Am I missing something here ?


PS: not sure if I posted this already or not.


----------



## Sebulon (Sep 29, 2011)

This immediately came to mind:
http://forums.freebsd.org/showthread.php?t=24695
Could be related.

/Sebulon


----------



## wblock@ (Sep 29, 2011)

gmirror status goes through geom(8).  I believe this is a lower level that doesn't know about GPT labels, but they're working because it found the correct partitions.  Test it: shut down and swap cables so the drives are renumbered.  It should come up without rebuilding or complaining about the mirror.


----------



## da1 (Sep 29, 2011)

First of all, nice new color wblock.

ATM, I'm thinking if we really need glabels if we can simply use the gpart labels (even if we see "ad0p2" instead of a nice and shinny label). Nevertheless, would be nice to be able to use the GPT labels and not (g)label something that was already labeled.


----------



## wblock@ (Sep 29, 2011)

da1 said:
			
		

> First of all, nice new color wblock.



Thanks!



> ATM, I'm thinking if we really need glabels if we can simply use the gpart labels (even if we see "ad0p2" instead of a nice and shinny label).

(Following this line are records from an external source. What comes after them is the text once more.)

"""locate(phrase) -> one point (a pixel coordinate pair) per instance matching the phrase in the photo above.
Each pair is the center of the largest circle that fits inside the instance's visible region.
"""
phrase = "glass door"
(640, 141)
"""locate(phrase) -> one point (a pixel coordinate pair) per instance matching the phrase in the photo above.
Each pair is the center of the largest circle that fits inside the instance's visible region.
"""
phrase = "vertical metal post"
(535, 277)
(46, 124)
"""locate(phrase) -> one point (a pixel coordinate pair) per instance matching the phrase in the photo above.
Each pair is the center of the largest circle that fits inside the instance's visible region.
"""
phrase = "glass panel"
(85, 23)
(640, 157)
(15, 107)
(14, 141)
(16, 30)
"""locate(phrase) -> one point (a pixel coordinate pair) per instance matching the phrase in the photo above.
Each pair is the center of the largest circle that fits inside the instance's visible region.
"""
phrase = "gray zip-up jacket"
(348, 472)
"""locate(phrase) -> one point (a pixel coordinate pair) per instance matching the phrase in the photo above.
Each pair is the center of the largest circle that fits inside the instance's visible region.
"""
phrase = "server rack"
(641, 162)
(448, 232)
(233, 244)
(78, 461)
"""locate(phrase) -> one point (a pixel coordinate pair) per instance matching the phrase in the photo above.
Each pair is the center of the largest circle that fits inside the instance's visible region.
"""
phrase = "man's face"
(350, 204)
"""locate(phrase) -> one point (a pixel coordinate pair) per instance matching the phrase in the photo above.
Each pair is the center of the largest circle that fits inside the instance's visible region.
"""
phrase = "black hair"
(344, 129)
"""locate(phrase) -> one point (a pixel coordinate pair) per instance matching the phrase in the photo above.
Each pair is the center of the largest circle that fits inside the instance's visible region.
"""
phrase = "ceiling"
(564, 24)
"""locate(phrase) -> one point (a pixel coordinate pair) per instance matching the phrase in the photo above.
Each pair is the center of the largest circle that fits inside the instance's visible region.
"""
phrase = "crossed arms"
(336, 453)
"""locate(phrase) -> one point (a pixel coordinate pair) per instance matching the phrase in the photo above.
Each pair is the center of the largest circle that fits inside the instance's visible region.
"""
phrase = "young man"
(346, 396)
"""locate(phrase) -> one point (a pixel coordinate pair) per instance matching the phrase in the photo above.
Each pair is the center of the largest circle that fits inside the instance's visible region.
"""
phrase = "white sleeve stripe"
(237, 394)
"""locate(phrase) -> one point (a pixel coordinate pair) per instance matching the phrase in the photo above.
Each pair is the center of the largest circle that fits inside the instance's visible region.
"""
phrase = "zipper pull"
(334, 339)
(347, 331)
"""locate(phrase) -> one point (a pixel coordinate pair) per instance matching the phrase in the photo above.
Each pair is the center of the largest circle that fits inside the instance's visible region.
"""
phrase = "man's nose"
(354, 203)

Nevertheless, would be nice to be able to use the GPT labels and not (g)label something that was already labeled.



The GPT labels are working--it's how the mirror partitions were found.  I think it's just that GEOM happens at a lower level, and gmirror status is just a straight-through call to geom(8).  So it's not showing the label name, but it is using the label to find the right thing.  Like resolving a hostname to an IP address.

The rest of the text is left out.